Becker: Nun haben Sie selber gesagt, es sei Aufgabe der Ministerin, zu einer gewissen Befriedung im Gesundheitswesen zu kommen. Das Projekt, das Sie angesprochen haben, die geplante Einführung von so genannten DRGs, von diagnosebezogenen Fallpauschalen im Krankenhaus - an der Stelle ist es ja so, dass es sich da um ein Projekt handelt nach der Bundestagswahl, also ein Projekt für gegebenenfalls weniger friedliche Phasen.
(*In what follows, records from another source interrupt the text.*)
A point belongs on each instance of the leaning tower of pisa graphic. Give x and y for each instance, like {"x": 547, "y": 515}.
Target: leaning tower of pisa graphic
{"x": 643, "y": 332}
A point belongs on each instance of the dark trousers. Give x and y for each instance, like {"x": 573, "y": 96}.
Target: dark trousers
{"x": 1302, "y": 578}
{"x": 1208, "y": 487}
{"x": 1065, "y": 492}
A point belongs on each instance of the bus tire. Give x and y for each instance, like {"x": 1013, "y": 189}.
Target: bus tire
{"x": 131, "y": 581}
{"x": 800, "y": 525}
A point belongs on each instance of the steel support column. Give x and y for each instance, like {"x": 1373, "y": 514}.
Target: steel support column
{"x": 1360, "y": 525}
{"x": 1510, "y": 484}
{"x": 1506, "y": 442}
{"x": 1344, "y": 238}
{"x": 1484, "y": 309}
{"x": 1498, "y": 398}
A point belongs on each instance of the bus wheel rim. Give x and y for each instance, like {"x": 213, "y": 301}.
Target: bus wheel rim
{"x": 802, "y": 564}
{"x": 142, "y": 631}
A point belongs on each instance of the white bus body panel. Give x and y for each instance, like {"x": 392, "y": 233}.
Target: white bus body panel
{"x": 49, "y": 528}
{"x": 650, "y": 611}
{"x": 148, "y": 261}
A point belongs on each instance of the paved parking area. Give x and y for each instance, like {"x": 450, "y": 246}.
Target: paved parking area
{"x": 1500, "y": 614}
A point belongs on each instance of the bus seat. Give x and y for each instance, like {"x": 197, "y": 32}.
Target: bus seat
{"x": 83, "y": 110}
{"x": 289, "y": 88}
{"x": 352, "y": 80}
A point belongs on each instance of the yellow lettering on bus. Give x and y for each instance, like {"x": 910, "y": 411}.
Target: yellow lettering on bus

Haben Sie nicht den Eindruck, dass die gegenwärtige Harmonie, die da aufgezeigt wird, nach einer Bundestagswahl dann erlischt?
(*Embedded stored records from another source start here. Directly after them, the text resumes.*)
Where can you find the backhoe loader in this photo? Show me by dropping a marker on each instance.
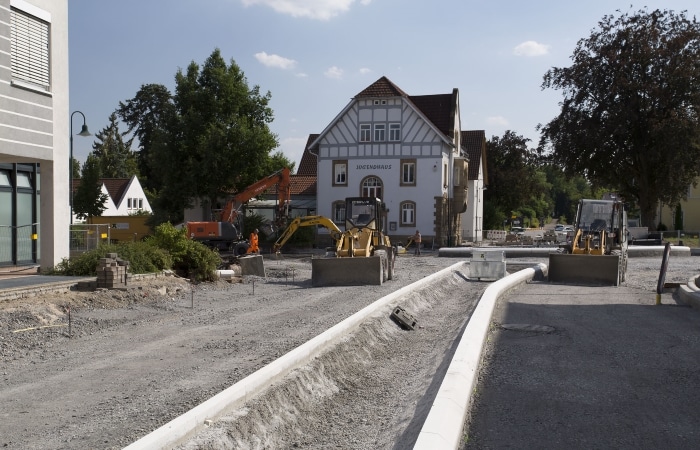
(362, 254)
(597, 253)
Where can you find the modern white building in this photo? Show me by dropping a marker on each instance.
(407, 151)
(34, 132)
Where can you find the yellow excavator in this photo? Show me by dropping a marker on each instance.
(597, 253)
(362, 254)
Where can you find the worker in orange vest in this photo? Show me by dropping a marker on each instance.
(253, 248)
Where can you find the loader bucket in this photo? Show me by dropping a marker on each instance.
(346, 271)
(252, 265)
(588, 270)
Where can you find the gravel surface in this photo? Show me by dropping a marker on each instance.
(138, 358)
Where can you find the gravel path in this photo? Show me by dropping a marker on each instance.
(139, 358)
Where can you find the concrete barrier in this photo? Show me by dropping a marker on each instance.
(178, 430)
(543, 252)
(443, 426)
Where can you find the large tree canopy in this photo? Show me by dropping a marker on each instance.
(114, 155)
(209, 139)
(629, 118)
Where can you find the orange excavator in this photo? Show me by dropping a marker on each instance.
(225, 234)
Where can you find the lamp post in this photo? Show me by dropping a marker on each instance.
(83, 132)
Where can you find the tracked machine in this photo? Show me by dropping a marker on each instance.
(362, 254)
(597, 252)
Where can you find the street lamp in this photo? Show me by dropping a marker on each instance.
(83, 132)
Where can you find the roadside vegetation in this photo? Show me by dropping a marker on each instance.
(167, 249)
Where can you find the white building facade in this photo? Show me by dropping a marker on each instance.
(34, 131)
(405, 150)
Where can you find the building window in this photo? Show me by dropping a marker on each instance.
(339, 212)
(30, 50)
(372, 187)
(365, 132)
(408, 214)
(379, 132)
(395, 132)
(408, 172)
(340, 173)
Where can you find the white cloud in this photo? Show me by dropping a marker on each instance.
(276, 61)
(312, 9)
(531, 48)
(293, 148)
(497, 121)
(334, 72)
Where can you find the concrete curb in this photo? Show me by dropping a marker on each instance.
(690, 294)
(188, 424)
(541, 252)
(443, 426)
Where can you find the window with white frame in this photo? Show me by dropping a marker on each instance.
(134, 203)
(30, 49)
(408, 214)
(340, 173)
(379, 132)
(339, 212)
(408, 172)
(372, 187)
(395, 132)
(365, 132)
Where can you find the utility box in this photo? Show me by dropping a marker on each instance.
(487, 265)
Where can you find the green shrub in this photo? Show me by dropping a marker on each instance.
(168, 248)
(190, 258)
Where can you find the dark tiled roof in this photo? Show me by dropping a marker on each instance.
(116, 187)
(382, 88)
(303, 185)
(439, 109)
(474, 142)
(307, 165)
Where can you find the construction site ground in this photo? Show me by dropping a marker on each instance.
(135, 359)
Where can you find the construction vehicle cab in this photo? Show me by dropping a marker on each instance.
(225, 234)
(597, 253)
(362, 254)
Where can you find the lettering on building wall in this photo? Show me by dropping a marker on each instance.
(374, 167)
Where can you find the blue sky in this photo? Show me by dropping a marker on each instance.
(313, 56)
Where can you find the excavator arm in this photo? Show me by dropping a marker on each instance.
(281, 178)
(307, 221)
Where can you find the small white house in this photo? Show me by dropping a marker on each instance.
(125, 196)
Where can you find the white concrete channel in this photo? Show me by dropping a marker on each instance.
(444, 424)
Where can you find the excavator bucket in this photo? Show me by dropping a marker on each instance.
(588, 270)
(347, 271)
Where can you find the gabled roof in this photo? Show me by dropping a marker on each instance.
(474, 142)
(307, 165)
(303, 185)
(383, 87)
(438, 109)
(116, 187)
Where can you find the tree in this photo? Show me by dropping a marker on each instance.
(207, 141)
(514, 181)
(629, 119)
(114, 156)
(150, 116)
(89, 200)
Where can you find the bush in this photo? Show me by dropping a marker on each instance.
(143, 258)
(168, 248)
(190, 258)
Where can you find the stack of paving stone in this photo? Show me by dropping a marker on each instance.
(112, 272)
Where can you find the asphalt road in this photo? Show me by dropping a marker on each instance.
(588, 367)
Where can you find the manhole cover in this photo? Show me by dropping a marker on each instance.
(527, 327)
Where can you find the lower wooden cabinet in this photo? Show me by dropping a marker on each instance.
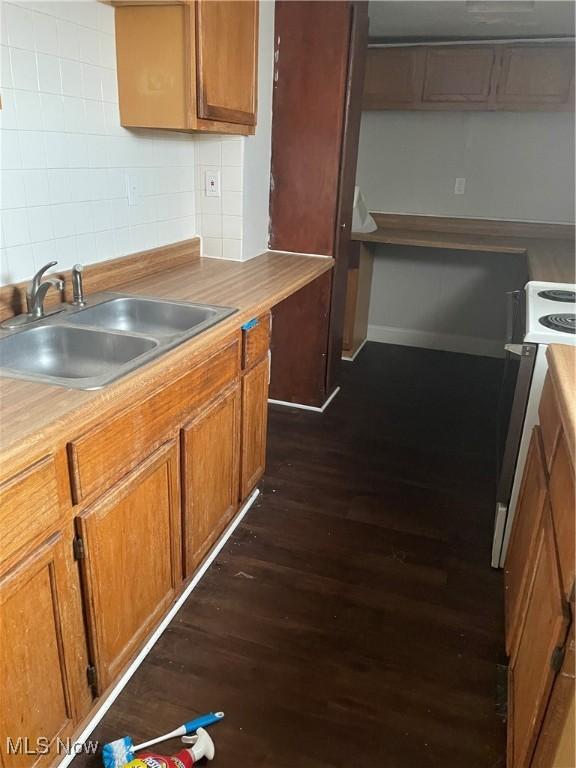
(254, 425)
(119, 516)
(542, 635)
(517, 572)
(129, 550)
(42, 656)
(210, 463)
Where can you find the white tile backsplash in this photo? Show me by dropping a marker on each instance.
(65, 157)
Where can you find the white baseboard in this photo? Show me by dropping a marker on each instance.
(75, 747)
(351, 358)
(317, 409)
(445, 342)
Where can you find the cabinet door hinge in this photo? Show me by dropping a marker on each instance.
(78, 547)
(557, 658)
(91, 677)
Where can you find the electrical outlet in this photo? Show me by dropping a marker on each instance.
(212, 184)
(460, 186)
(132, 189)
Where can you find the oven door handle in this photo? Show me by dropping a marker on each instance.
(518, 350)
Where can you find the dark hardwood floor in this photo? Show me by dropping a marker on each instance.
(353, 619)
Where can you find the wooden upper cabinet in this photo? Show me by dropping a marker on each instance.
(188, 67)
(227, 56)
(393, 77)
(39, 654)
(488, 76)
(532, 500)
(533, 665)
(536, 76)
(131, 560)
(458, 74)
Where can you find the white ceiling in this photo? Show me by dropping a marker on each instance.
(470, 19)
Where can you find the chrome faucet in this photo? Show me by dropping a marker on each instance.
(78, 299)
(35, 296)
(39, 288)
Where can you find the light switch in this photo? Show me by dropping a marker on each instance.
(132, 189)
(460, 186)
(212, 184)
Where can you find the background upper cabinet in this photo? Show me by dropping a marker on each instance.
(479, 77)
(188, 67)
(458, 74)
(536, 76)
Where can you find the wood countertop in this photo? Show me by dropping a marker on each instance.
(549, 248)
(35, 417)
(562, 367)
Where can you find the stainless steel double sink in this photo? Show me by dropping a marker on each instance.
(114, 334)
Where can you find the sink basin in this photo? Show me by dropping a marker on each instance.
(149, 316)
(70, 356)
(91, 347)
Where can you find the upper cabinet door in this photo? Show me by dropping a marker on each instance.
(393, 78)
(226, 51)
(459, 74)
(536, 76)
(37, 654)
(532, 666)
(210, 448)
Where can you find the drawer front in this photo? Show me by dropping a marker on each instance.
(255, 340)
(29, 507)
(105, 454)
(550, 423)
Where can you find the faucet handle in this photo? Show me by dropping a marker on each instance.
(39, 275)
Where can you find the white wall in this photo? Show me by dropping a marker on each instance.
(65, 157)
(258, 148)
(517, 165)
(450, 300)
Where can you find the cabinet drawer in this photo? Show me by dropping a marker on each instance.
(550, 423)
(29, 507)
(106, 453)
(255, 340)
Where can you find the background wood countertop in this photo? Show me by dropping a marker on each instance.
(36, 417)
(549, 248)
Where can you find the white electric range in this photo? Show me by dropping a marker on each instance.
(542, 314)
Montgomery: Also, eine alte Erfahrung der Gesundheitspolitik ist, dass vor jeder Wahl die Ärzteschaft als Gruppe umgarnt und gepflegt und gehegt wird und nach der Wahl die Grausamkeiten kommen - übrigens völlig egal, wie die Farbe der Bundesregierung ist. Das ist eine Lebenserfahrung, die wir inzwischen haben machen dürfen. Ich will jetzt nicht darüber spekulieren, was man nach der Wahl machen will mit den Krankenhäusern. Ich gehe erst mal von der Ernsthaftigkeit von Politik aus, und da hat Frau Schmidt klar gesagt, dass in ihrem Ministerium keine - sage ich mal - 'schwarzen' Entwürfe oder Vorentwürfe irgendwelcher Reformgesetze schlummern, die man uns erst mal nicht zeigt und dann nach der Neuwahl der Regierung rausholt. Und zweitens hat sie uns zugesagt, den Zeitplan der Einführung des Fallpauschalensystems zu überdenken. Erst mal gehe ich von Ernsthaftigkeit von Politik aus, und deswegen glaube ich ihr und deswegen arbeiten wir nun gemeinsam an konstruktiven Lösungen. Was nach der Wahl ist - da bin ich eigentlich eher noch der Meinung, dass wir fast zu wenig Vorarbeit leisten für die Zeit nach der Wahl. Mit 'wir' meine ich jetzt die Selbstverwaltung, also die Ärzte, die Krankenkassen, die Politik zusammen, weil die Erfahrung uns lehrt, dass man die Grausamkeiten im ersten Jahr nach einer Wahl begehen muss, um im zweiten Jahr nach der Wahl die Erfahrungen mit den Grausamkeiten zu machen, die man dann im dritten Jahr noch rechtzeitig, bevor der Wahlkampf einsetzt, wieder korrigieren kann. Das heißt, wir bräuchten eigentlich jetzt die ganz intensive Debatte um die Zukunft der Krankenversicherungen, damit dann im Jahre 2003 die Gesetzesentwürfe für die Neustrukturierung der Gesetzlichen Krankenversicherung auf dem Tisch liegen könnten. Und da habe ich so ein bisschen Sorge, dass der Impetus - der Druck - aus der Politik nicht groß genug ist, dieses zu tun, weil das natürlich Projekte sind, die weit über eine Legislaturperiode hinausgehen. Und Politiker haben sich abgewöhnt, in Zeiträumen zu denken, die vier Jahre überschreiten.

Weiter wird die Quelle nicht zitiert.